Habilitation colloquium by Prof Dr Christian Geiß

February 10, 2025

 

Last year, Prof Dr Christian Geiß submitted his habilitation at the University of Würzburg with the title “Collective sensing and artificial intelligence techniques for natural hazard risk and impact assessment“.

 

His habilitation colloquium has been set on Monday, 17 February 2025 – 14:00 in HS 4, Philosophy Building at the University of Würzburg. The topic of his colloquium is “Earth observation techniques for monitoring wars and conflicts“.

 

We cordially invite you all to the colloquium.

 

Christian Geiß studied geography and applied geoinformatics at the Friedrich-Alexander-University Erlangen-Nuremberg and the Paris-Lodron-University Salzburg and subsequently completed his doctorate at the Humboldt University in Berlin on the topic of “Seismic vulnerability assessment of built environments with remote sensing”. He heads the “Georisks” working group in the “Georisks and Civil Security” department at the German Remote Sensing Data Centre (DFD) of the German Aerospace Center (DLR) and is Professor of Georisks Research with Remote Sensing Methods at the Rheinische Friedrich-Wilhelms-Universität Bonn. Since March 2020, Christian Geiß has been pursuing a habilitation on the topic of “Collective information collection methods and artificial intelligence techniques for natural hazard-related risk assessments and damage estimates” at the Julius-Maximilians-Universität Würzburg.

 

In his habilitation thesis, Christian Geiß focused on the interactions between natural hazards and settlement areas.

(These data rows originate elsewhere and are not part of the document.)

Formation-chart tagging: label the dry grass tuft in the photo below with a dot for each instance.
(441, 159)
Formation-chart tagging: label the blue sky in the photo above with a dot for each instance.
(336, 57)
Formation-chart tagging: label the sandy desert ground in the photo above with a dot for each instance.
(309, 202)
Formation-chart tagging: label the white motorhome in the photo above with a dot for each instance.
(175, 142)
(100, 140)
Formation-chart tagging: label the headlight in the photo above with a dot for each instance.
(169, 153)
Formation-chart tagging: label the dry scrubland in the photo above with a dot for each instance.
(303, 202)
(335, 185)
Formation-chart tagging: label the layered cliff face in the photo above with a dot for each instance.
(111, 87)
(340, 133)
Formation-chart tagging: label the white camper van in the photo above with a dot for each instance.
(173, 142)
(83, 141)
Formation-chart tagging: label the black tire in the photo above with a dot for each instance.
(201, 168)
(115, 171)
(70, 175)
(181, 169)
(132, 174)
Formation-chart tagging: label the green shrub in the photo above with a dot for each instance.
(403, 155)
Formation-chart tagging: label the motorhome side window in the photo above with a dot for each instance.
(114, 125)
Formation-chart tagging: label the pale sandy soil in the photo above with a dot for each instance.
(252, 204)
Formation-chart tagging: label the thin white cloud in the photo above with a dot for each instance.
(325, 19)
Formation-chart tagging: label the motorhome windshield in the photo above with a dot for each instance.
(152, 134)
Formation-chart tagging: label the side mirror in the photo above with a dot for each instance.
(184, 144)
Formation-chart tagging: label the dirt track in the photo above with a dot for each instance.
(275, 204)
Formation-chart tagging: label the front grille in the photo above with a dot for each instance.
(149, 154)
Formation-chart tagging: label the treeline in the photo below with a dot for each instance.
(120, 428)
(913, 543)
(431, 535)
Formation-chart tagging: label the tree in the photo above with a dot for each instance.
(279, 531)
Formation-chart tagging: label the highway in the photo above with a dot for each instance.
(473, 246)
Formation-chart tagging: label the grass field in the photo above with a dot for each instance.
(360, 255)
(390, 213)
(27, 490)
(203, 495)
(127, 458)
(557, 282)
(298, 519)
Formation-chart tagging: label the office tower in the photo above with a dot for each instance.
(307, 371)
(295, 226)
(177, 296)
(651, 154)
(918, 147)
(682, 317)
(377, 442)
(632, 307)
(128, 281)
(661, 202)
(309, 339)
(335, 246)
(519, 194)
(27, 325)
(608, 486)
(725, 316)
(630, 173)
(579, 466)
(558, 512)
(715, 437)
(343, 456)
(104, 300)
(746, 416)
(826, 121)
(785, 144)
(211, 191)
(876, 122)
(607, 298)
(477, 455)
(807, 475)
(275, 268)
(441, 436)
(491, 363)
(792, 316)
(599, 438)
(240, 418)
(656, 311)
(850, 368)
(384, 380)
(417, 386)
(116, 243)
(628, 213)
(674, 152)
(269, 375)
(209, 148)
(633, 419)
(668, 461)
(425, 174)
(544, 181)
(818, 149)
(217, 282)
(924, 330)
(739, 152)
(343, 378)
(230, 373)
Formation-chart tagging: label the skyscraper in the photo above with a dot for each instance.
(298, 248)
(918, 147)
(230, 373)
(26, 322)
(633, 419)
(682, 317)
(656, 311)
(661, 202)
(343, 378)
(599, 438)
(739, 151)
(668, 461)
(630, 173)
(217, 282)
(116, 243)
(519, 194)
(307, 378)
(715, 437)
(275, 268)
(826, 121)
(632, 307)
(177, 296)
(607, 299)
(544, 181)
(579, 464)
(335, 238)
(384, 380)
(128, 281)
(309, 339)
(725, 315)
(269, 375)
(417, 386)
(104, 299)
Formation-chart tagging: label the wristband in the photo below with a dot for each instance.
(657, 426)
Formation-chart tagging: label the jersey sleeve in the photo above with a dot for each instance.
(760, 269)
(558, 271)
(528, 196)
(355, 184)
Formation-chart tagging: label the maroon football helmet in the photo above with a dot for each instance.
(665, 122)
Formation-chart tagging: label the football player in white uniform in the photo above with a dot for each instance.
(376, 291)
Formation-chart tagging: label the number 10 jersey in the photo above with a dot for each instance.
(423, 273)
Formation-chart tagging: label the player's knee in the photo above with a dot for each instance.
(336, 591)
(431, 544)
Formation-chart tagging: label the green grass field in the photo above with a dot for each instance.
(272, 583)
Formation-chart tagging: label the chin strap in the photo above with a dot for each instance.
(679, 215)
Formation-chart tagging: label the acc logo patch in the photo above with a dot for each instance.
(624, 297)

From a data-oriented perspective, the testing and utilisation of modern earth observation missions played a central role in this interdisciplinary field of application. In addition, he used other relevant geodata sources, such as volunteered geographic information, geolocalised text-based data and image data at street level. On a methodological level, he adapted and developed techniques from the field of “machine learning/artificial intelligence” to extract thematic information from often multimodal data sources. With regard to the application of the data and techniques, he particularly analysed risks from natural hazards such as earthquakes, tsunamis, landslides and floods. A particular focus was on the quantitative mapping of future risk situations and image-based mapping of damage to the built and natural environment

 

The habilitation was mentored by chairman Prof Dr Stefan Dech, by Prof Dr Heiko Paeth, and by Prof Dr Hannes Taubenböck.